La guerra a colpi di prodotti light, scremati e low fat contro i grassi alimentari, in particolare quelli saturi – presenti soprattutto nei prodotti di origine animale (latte intero, latticini, formaggi e carni rosse o grasse) – non ha infatti affatto scongiurato l’esplodere di quella che negli Usa è ormai considerata una vera e propria epidemia: l’obesità, che si porta dietro un incremento esponenziale dei casi di diabete di tipo 2 e di malattie cardiovascolari.
Il 23 giugno 2014 sul Times appare allora un coraggioso articolo a firma del giornalista Bryan Walsh che tenta di riabilitare agli occhi dell’opinione pubblica mondiale i grassi saturi e il loro ruolo all’interno di un corretto regime alimentare.
Walsh dichiara fermamente “We cut the fat, but […] Americans are sicker than ever” (“abbiamo tagliato i grassi… ma gli americani sono più malati che mai”): i casi di diabete di tipo 2 sono aumentati del 166% tra il 1980 e il 2012; quasi un americano su dieci ha questa malattia e ben 86 milioni di cittadini possono essere considerati in uno stato di pre-diabete.
Anche l’incidenza di malattie cardiovascolari non si è affatto ridotta, malgrado la guerra al fumo e l’utilizzo massivo di statine per tenere sotto controllo i livelli di colesterolo nel sangue.

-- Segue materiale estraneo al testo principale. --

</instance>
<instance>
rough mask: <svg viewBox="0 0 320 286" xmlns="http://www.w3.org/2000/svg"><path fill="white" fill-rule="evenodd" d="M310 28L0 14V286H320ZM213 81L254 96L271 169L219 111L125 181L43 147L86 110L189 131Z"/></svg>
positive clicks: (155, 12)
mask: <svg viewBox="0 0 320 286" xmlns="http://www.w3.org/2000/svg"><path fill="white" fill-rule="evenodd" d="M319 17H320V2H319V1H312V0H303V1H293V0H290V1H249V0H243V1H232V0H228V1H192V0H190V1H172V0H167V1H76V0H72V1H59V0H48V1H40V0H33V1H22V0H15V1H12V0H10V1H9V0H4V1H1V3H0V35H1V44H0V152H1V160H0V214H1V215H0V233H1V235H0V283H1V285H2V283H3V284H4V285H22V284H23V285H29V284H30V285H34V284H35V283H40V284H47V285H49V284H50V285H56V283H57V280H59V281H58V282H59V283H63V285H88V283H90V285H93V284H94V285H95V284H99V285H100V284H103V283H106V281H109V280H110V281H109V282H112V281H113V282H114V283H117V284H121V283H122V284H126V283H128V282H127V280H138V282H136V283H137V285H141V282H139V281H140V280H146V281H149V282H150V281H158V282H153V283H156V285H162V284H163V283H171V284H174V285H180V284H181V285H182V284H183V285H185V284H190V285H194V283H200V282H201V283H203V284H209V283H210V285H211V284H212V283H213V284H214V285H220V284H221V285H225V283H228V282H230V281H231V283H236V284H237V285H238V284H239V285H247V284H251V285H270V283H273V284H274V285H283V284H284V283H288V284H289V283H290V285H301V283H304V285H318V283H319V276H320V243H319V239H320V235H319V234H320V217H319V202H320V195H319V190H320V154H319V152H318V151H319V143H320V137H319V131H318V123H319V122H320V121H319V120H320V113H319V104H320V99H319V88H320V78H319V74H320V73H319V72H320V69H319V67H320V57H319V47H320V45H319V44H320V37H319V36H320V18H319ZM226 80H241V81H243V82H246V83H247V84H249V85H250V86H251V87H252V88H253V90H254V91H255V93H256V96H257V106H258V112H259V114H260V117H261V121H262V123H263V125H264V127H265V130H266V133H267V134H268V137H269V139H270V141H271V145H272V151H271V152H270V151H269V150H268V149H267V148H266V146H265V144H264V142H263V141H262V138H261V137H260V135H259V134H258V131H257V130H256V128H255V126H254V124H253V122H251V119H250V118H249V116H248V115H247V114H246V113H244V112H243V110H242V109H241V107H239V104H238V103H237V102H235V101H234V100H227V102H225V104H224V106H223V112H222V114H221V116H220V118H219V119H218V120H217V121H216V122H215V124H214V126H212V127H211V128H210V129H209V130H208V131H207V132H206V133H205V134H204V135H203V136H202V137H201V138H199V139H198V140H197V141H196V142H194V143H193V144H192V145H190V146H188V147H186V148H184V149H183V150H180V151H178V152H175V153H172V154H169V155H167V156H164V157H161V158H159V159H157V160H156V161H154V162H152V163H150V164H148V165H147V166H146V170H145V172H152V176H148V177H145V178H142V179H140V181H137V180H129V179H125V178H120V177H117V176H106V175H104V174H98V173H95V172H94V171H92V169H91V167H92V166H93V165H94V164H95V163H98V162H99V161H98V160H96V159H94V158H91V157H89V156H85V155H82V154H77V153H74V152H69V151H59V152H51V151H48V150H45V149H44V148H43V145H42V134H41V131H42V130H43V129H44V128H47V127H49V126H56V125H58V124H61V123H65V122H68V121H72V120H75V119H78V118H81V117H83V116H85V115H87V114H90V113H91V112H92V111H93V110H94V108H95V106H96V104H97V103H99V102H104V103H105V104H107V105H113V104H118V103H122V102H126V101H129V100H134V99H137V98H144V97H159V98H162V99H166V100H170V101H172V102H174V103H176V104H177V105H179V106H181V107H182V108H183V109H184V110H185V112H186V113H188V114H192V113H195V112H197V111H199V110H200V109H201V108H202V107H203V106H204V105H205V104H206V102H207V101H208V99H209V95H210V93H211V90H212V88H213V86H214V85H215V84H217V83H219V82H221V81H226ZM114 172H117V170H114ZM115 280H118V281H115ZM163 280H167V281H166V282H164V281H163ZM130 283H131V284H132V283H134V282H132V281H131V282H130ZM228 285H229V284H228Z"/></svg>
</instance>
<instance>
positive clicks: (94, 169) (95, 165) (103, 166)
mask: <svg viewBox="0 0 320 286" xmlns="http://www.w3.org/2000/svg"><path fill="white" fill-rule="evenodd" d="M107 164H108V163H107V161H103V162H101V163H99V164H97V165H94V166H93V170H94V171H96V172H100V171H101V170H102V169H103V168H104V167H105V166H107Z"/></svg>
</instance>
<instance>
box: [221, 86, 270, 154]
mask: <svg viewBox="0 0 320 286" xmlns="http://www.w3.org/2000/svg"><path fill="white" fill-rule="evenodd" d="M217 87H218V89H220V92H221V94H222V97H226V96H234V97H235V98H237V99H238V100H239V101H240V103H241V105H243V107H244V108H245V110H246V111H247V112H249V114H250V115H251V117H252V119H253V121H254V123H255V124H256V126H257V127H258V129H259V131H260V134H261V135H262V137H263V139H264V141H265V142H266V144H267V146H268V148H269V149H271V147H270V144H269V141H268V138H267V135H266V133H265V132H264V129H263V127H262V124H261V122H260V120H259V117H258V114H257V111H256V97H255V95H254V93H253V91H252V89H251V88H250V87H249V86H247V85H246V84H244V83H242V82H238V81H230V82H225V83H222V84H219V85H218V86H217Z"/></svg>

Neppure promuovere l’attività fisica è bastato a invertire la rotta: il risultato dell’applicazione di queste straegie è che oggi gli Stato Uniti sono il Paese più obeso del mondo.
Perché non ha funzionato?
Perché i prodotti immaginati “a rischio” sono semplicemente stati sostituiti da qualcos’altro, in particolare da carboidrati raffinati e zuccheri, che però saziano meno e meno a lungo, inducendo così – paradossalmente – a mangiare di più. Si tratta di elementi nutritivi che, se consumati in eccesso, hanno un ruolo attivo nei processi metabolici che conducono all’aumento esponenziale del peso corporeo e all’insorgenza dei diabete.
“In nutrizione non esiste il concetto di ‘eliminazione e basta’: se si toglie un nutriente, bisogna sostituirlo” spiega Enzo Spisni, docente di fisiologia della nutrizione all’Università di Bologna, in un articolo su Il Fatto Alimentare.
Nel suo articolo Walsh tira le somme: dal 1971 al 2000 nei piatti degli americani la percentuale di calorie derivata dai grassi saturi diminuiva drasticamente, mentre quella derivata dai carboidrati aumentava del 15%, e nello stesso periodo aumentava anche la quota calorica giornaliera pro capite.
Possiamo allora smettere di demonizzare i cibi “grassi” in quanto tali?
Walsh riporta una meta-analisi del 2010 che prende in esame una raccolta di diversi studi sul rapporto tra grassi saturi e salute del cuore: da questo lavoro risulta che non ci sono evidenze scientifiche significative che i grassi saturi siano associati a un aumento del rischio di disturbi cardiovascolari.
Ovvio, gli eccessi vanno sempre e comunque evitati, mangiare ogni giorno un salame di Felino intero darà sicuramente problemi… ma le linee guida del Ministero della Salute italiana indicano per i grassi saturi dei valori ottimali che vanno dal 7 al 10% delle calorie totali della dieta quotidiana, e quindi non è affatto necessario eliminarli tout court dalla nostra dieta!
“La scienza della nutrizione è una disciplina molto complessa, in cui rientrano tantissimi aspetti ed è difficile trovare qualcosa che faccia bene o male in modo assoluto”, commenta Spisni.
Uniche regole d’oro: moderazione e varietà
Come abbiamo spesso ribadito, la demonizzazione del singolo elemento nutritivo – zuccheri, grassi o carboidrati che siano – non soltanto non porta a nessun risultato positivo in termini di salute, ma spesso induce comportamenti alimentari ancor più dannosi per l’individuo.
Spazio quindi a menu variegati, ricchi di verdure, con porzioni più piccole, senza “negarsi” nulla… e soprattutto tante passeggiate all’aria aperta!